Entrai in cuccetta a gattoni e Gino dietro di me non mi diede il tempo per girarmi o per fare qualunque cosa, mi afferrò per i fianchi mi abbassò le mutandine con un impeto che quasi si strapparono e mi piantò la lingua su per il culo tenendomi le natiche divaricate con quelle manone enormi. Fu solo per qualche istante, all'improvviso mi fiocinò il culetto con un affondo prodigioso che mi fece sentire immediatamente le grosse palle schiacciate sotto al mio buchetto.
-Aaaaaaaaaahhhsssssiiiii mmmmmmmmmmmmmmmmmmmm- mi usci un verso gutturale per la sorpresa.
-Siii te lo do tutto nel culo Busoncina che sei... ti voglio sfondare tutta- E iniziò a martellarmi con brutalità.
-OooohhhhssssiiiGiinoooooo... prendimi... prendimi... sono tua... fai di me l'oggetto del tuo piacere selvaggio-
-Siii ti faccio mia... t inculo come se fossimo nel boschetto dalla nonna... ti faccio checca.. ti faccio frocia... ti faccio finocchia ti faccio rotta in culo-
-Mmmmmmm siiii siiiiiiii siiiiiiiiii sbattimi forte... fammi sentire tutta la tua possente virilità... lo prendo nel culo tutto... tutto per il tuo piacere di toro-
-Siii perchè sei una vacca... e la vacca desidera il toro... ti faccio un culo come quello di una giovenca-
-ohhh sii siii fammelo largo largo... voglio essere la tua busona personale-
Gino era un amante furioso in quel momento, e mi sbatteva senza pietà. Voleva davvero sverginarmi per la seconda volta marchiandomi il culetto col suo personale diametro... E che dire... non potevo che esserne lieta ed appagata.
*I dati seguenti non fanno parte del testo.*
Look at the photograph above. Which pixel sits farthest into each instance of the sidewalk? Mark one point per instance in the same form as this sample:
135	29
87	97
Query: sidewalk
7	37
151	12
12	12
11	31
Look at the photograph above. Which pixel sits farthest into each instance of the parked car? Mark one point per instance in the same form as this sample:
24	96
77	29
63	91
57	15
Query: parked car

-Si siii così spingi forte... non aver pietà di sta busoncina... fammi diventare la tua bambolina gonfiabile-
Le spintone che ricevevo mi avevano fatta avanzare fin contro la parete del camion, per cui a pecorina com'ero mi ci appoggiai con le mani alzate inarcando la schiena in una posa ancor più ricettiva per il culo. Sentivo tutto l'ardore di Gino che stava per concentrarsi ed esplodere, per cui iniziai a segarmi per poter essere con lui allo zenit dell'amplesso.
-Mmmmmmmmm dai Gino cosììììì.. inculami... inculami forte forte che ti spremo il cazzo col culo daaaaiiiiiii-
Forse trovai le parole magiche, perchè Gino urlando come un pazzo mi esplose dentro al culetto un fiume di sborra rovente e quello fu il segnale per me di fondermi con lui.
-Siii siii... tutta... siiii... tutta dentroooo.... siiiiii veeengooooooo- urlai con la mia vocina sottile-
Lo sbattimento rivolto al mio corpo era così violento e brutale che credetti di soccombere in quell'orgasmo furibondo.
-Aaaaaaahhhsssiiiiitisfooooondooooooooo- e ancora
-Mmmmmmmmmmmmmmmmmmmmmmmmmmmmmmmmmmmmmm-
-Seimiaaaaaaaaaaaaaaaaaaaaaaaaaaaaaaaaa-
Crollammo entrambi sulla cuccetta... io sfondata, e lui sfiancato.
Dopo qualche minuto di relax mi alzai a guardare fuori, eravamo in un'area di sosta dove c'erano solo gli alberi e i gabinetti.